Recently, an anonymous AI hobbyist discovered that an image synthesis model called Flux can reproduce someone's handwriting very accurately if specially trained to do so.

[...] I admit that copying someone's handwriting so convincingly could bring dangers. I've been warning for years about an upcoming era where digital media creation and mimicry is completely and effortlessly fluid, but it's still wild to see something that feels like magic work for the first time.

[...] As a daily tech news writer, I keep an eye on the latest innovations in AI image generation. Late last month while browsing Reddit, I noticed a post from an AI imagery hobbyist who goes by the name "fofr"-pronounced "Foffer," he told me, so let's call him that for convenience. Foffer announced that he had replicated J.R.R. Tolkien's handwriting using scans found in archives online.

[...] Foffer's breakthrough was realizing that Flux can be customized using a special technique called "LoRA" (short for "low-rank adaptation") to imitate someone's handwriting in a very realistic way. LoRA is a modular method of fine-tuning Flux to teach it new concepts that weren't in its original training dataset-the initial set of pictures and illustrations its creator used to teach it how to synthesize images.

[...] "I don't want to encourage people to copy other's handwriting, especially signatures," Foffer told me in an interview the day he took the Tolkien model down. But said he would help me attempt to apply his technique to a less famous individual for an article, telling me how I could inexpensively train my own image synthesis model on a cloud AI hosting site called Replicate. "I think you should try it. I think you'll be surprised how fun and easy it is," he said.

[...] My dad was an electronics engineer, and he had a distinctive way of writing in all-caps that was instantly recognizable to me throughout his life. [...] I began the task of assembling a "dad's uppercase" dataset.

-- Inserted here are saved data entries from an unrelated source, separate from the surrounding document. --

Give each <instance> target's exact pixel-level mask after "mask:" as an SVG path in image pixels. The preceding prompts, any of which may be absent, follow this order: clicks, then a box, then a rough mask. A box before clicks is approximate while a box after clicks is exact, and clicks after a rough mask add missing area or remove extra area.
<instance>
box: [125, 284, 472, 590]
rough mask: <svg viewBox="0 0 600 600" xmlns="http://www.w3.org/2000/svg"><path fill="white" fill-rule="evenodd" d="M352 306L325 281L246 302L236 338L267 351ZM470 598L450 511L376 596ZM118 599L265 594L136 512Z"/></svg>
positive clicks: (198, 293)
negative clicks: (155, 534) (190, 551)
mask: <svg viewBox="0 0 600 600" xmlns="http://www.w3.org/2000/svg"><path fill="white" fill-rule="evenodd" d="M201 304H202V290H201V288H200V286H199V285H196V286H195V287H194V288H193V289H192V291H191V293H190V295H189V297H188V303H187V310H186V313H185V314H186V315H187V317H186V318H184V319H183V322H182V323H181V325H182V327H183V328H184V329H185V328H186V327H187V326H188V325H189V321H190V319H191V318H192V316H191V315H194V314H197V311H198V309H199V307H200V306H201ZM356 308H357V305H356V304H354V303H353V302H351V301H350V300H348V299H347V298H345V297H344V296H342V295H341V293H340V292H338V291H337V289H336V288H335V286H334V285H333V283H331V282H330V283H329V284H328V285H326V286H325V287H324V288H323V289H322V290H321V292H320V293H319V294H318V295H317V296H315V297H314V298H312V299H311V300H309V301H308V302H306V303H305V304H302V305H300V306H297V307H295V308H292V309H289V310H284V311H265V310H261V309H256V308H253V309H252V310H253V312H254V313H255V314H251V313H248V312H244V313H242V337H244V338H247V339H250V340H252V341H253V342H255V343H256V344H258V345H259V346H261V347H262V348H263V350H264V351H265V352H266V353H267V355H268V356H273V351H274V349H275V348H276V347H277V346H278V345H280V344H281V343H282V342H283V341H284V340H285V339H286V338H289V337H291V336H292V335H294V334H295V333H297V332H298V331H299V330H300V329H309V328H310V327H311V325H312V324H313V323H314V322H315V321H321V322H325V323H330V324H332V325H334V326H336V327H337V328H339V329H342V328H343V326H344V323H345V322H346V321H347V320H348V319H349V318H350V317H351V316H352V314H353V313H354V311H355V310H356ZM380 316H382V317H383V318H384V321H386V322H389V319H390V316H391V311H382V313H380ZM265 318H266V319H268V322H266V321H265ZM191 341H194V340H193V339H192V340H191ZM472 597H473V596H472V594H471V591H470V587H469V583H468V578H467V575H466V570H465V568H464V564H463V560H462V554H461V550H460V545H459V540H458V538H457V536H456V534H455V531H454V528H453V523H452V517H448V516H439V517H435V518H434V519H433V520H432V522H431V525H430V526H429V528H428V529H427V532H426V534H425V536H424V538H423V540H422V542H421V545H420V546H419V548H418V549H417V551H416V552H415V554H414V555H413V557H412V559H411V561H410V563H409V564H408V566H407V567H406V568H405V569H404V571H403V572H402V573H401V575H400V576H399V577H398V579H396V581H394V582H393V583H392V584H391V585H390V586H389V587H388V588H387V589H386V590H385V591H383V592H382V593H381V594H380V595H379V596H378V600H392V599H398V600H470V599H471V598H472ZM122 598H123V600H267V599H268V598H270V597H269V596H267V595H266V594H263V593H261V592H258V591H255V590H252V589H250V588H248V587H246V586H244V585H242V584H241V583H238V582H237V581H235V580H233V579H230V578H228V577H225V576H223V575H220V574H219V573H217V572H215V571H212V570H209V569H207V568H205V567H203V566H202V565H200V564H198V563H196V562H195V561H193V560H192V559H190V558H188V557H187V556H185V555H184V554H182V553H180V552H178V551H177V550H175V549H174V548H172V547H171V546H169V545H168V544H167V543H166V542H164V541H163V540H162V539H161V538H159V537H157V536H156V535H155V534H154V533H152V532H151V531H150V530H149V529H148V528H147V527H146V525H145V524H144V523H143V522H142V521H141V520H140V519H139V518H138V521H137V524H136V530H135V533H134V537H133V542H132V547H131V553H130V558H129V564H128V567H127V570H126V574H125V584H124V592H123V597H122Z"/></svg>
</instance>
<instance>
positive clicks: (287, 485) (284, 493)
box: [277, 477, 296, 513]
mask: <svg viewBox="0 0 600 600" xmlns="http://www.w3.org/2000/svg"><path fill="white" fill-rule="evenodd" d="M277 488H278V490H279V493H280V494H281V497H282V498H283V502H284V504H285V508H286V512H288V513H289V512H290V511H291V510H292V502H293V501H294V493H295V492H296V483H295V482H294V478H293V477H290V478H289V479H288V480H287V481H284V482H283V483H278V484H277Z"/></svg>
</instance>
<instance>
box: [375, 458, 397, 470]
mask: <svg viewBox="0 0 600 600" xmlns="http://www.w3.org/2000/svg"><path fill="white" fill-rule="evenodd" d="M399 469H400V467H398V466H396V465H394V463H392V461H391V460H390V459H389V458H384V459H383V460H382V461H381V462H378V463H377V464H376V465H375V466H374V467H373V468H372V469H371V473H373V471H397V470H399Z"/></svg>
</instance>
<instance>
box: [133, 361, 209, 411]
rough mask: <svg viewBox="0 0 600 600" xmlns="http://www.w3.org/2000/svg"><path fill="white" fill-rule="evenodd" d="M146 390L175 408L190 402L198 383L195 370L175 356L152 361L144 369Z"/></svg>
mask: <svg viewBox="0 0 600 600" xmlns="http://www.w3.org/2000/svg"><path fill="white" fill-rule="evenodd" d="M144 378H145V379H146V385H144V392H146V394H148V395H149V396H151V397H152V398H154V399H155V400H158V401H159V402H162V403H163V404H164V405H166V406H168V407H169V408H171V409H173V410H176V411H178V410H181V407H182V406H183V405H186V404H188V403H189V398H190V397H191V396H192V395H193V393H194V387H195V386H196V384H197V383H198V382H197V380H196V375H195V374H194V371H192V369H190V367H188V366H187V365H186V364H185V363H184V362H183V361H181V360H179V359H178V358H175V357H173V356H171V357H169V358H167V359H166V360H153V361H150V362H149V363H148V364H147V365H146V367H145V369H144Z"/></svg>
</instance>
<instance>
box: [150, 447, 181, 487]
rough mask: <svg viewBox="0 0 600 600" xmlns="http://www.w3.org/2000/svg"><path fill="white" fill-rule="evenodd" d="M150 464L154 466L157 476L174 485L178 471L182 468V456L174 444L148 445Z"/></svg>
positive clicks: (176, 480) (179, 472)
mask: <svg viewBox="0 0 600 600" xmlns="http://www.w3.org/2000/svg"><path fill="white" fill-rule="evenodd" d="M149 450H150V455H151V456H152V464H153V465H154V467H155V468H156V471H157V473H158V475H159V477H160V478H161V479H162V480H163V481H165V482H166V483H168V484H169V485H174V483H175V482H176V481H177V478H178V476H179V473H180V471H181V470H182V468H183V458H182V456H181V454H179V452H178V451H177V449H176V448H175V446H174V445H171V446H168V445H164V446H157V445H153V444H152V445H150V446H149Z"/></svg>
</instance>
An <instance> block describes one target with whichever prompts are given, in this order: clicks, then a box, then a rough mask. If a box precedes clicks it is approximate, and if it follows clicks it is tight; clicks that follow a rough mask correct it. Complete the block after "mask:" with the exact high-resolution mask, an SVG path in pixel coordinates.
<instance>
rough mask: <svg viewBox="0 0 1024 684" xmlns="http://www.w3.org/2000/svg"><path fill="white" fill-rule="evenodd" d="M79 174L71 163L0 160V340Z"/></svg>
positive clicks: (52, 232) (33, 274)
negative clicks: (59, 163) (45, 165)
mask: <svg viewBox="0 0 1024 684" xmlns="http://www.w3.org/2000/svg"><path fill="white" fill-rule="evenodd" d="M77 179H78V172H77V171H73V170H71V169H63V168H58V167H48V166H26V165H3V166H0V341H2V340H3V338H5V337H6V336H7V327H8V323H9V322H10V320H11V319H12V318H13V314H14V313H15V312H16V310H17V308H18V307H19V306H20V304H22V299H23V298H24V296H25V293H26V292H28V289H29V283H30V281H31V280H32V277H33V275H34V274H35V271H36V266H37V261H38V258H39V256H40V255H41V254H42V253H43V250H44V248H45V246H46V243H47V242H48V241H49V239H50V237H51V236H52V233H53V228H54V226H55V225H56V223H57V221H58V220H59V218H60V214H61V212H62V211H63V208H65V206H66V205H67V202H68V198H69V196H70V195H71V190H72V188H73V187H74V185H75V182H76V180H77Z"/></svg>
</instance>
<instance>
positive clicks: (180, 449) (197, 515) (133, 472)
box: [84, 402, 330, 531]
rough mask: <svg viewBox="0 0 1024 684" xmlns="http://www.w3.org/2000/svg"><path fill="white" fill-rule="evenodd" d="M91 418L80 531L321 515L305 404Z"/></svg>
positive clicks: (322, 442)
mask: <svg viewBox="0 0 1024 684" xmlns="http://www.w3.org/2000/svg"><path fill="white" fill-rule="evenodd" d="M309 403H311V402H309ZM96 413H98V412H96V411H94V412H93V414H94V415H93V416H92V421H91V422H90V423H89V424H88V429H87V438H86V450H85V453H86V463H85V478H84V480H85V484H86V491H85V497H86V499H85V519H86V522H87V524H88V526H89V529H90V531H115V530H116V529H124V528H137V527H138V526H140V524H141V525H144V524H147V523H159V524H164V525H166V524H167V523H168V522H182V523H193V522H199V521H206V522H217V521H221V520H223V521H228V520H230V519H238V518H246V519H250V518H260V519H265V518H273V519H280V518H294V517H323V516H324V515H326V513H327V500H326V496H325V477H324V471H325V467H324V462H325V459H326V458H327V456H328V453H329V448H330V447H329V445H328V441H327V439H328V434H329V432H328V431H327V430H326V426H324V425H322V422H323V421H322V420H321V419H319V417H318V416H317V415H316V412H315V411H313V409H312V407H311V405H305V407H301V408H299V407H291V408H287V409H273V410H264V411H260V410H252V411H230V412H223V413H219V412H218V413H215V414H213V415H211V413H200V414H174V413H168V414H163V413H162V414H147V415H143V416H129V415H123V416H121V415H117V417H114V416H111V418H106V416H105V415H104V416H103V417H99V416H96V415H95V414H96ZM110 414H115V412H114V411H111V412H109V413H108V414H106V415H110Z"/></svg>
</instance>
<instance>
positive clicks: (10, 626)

[...] using neural networks to model handwriting isn't new. In January 2023, we covered a web app called Calligrapher.ai that can simulate dynamic handwriting styles (based on 2013 research from Alex Graves). A blog post from 2016 written by machine learning scientist Sam Greydanus details another method of creating AI-generated handwriting, and there's a company called Handwrytten that sells robots that write actual letters, with pen on paper, using simulated human handwriting for marketing purposes.

What's new in this instance is that we're using Flux, a free open-weights AI model anyone can download or fine-tune, to absorb and reproduce handwriting styles.

[...] I felt joy to see newly synthesized samples of Dad's handwriting again. They read to me like his written voice, and I can feel the warmth just seeing the letters. I know it's not real and he didn't really write it, so I personally find it fun.